Brazilian prosecutors leading a major corruption investigation have returned $60m (£49m) to state oil giant Petrobras.
The money was retrieved from senior politicians, civil servants and businessmen who agreed to cooperate with the investigation.
The kickback scheme cost Petrobras an estimated $1.8bn, said company boss Pedro Parente.
The scandal has rocked the country and led to mass street protests.
Dozens of politicians and some of Brazil's wealthiest businessmen have been arrested as part of the inquiry, known as Operation Car Wash, over the past two years.
Under new legislation, they were allowed to tell what they knew and return some of the corruption money in exchange for shorter sentences.
'Society at our side'
Many in Brazil criticised the operation, saying it was politically-motivated and targeted mostly members of the left-wing Workers Party, including former president Luiz Inacio Lula da Silva.
But Operation Car Wash top prosecutor, Deltan Dallagnol, urged the public to support the investigation.
"We will be defeated if society is not at our side," said Mr Dallagnol.
The political crisis triggered by the Petrobras investigation eventually led to the impeachment of President Dilma Rousseff in September.

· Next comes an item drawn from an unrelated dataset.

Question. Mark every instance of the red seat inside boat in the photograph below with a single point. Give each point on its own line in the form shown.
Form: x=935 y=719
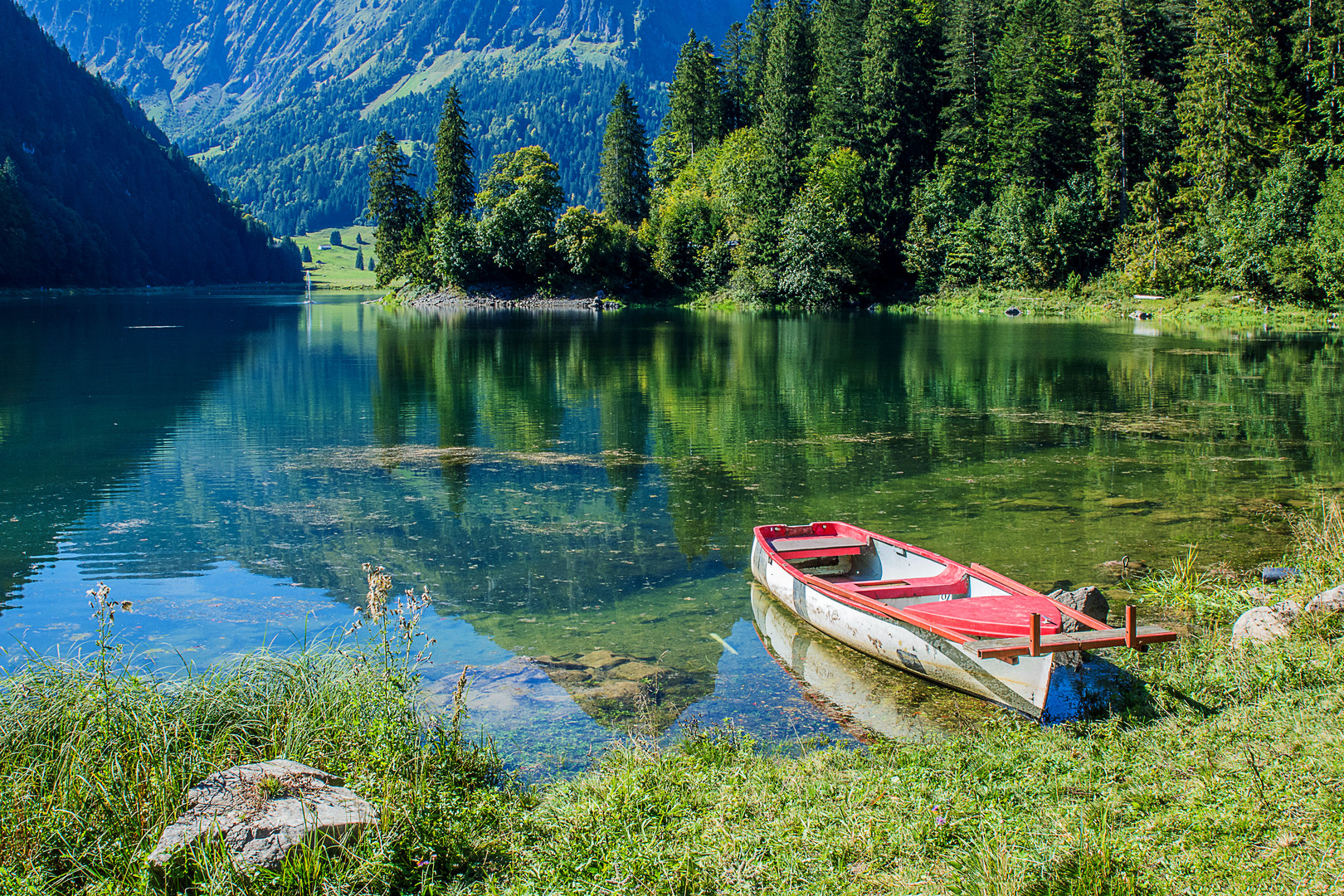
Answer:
x=816 y=546
x=997 y=616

Ms Rousseff was not directly implicated in the scandal and was dismissed for allegedly tampering with the budget.
But many politicians close to the governing coalition were arrested and charged for taking bribes from Petrobras.
Prosecutors say they were paid vast amounts in exchange for granting lucrative contracts to private companies that overcharged Petrobras.
The prosecutors had previously returned $150m (£120m) of corruption money to Petrobras.